Iran on Tuesday rejected unofficial casualty figures given for street violence that erupted last month during demonstrations while it also accused foreign organizations and media of spreading "propaganda" and being behind the killings.
"I explicitly announce that the numbers and figures that are being given by hostile groups are utter lies and the statistics have serious differences with what they announced," Iran's judiciary spokesman Gholamhossein Esmaili said. "They announced some numbers as well as some names... Their claimed numbers are sheer lies and fabricated," he said, in remarks aired on state television. "The names they have given are also lies," Esmaili said, adding that they included people who were still alive and others who died from natural causes. The authorities have not yet given any overall death toll for the unrest. The Tehran administration said earlier that five people were killed and has announced more than 500 arrests, including some 180 "ringleaders," blaming the unrest on "thugs" backed by outside enemies, including arch foes the U.S., Israel and Saudi Arabia.

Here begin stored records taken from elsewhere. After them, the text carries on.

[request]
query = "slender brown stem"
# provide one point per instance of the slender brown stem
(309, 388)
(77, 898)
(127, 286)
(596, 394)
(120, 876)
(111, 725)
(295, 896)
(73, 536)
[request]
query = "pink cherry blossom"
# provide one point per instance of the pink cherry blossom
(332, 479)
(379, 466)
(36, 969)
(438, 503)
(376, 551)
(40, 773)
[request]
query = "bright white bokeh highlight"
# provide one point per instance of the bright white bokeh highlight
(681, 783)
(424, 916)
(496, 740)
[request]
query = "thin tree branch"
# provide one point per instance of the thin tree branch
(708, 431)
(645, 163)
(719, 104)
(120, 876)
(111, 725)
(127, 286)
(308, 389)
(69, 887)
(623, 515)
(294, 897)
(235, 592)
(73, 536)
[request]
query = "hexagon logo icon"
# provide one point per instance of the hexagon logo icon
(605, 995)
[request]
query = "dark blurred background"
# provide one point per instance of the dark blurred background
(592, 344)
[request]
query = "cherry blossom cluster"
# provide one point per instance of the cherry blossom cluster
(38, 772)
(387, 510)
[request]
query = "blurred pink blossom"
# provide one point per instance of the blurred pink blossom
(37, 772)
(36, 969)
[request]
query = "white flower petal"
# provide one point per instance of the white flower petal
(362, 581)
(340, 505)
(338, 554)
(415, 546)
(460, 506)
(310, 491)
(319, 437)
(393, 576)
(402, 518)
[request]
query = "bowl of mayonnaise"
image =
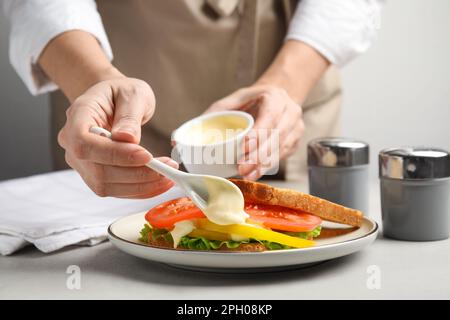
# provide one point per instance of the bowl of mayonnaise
(212, 143)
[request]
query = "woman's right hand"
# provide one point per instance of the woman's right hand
(113, 167)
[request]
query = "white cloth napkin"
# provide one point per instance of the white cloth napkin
(57, 209)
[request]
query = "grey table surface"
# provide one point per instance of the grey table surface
(405, 270)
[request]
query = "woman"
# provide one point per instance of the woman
(272, 58)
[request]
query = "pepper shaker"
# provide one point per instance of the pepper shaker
(415, 193)
(338, 171)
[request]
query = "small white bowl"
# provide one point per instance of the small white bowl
(212, 143)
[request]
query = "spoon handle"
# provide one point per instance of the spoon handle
(153, 164)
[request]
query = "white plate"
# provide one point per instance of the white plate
(124, 234)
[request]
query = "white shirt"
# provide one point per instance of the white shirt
(338, 29)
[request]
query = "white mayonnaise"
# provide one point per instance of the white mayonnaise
(214, 130)
(225, 204)
(180, 230)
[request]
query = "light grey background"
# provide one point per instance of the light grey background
(398, 93)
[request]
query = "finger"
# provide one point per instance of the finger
(270, 110)
(77, 140)
(114, 174)
(291, 142)
(153, 194)
(131, 107)
(264, 159)
(102, 150)
(143, 190)
(239, 100)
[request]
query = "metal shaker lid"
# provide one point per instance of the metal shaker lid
(414, 163)
(337, 152)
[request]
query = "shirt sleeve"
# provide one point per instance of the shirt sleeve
(35, 22)
(339, 30)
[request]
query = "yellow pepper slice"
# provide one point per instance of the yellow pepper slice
(255, 233)
(210, 235)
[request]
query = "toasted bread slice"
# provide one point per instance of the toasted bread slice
(260, 193)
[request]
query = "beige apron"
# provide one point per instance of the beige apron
(194, 52)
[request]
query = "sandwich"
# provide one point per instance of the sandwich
(278, 219)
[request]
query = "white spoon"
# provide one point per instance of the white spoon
(220, 200)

The London-based Amnesty International said Monday it believes at least 208 people were killed in the protests and the crackdown that followed. "The number of people believed to have been killed during demonstrations in Iran that broke out on Nov. 15 has risen to at least 208, based on credible reports received by the organization," it said. Amnesty, whose previous death toll was 161, added that the actual number of people killed was likely to have been higher.
The protests are viewed as a reflection of widespread economic discontent gripping the country since the U.S. President Donald Trump reimposed nuclear sanctions on Iran last year. Speaking in London, where he is attending the NATO leaders summit, Trump said the world has to be watching the Iranian government's violent effort to quash protests that he says have killed “thousands of people.” “Iran is killing thousands and thousands of people right now as we speak,” he added.
The protests that broke out across the country from Nov. 15 were ignited by a price hike on fuel, a heavily subsidized commodity in one of OPEC's largest producers, as part of an effort to ease pressure on the sanctions-hit economy. But global insight into the protests and most Iranians' access to those outside the country was quickly cut off when authorities clamped down on internet access, according to NetBlocks, which monitors internet disruptions.
Meanwhile, Iranian state television Tuesday acknowledged for the first time that security forces shot and killed what it described as “rioters” in multiple cities amid recent protests over the spike in government-set gasoline prices.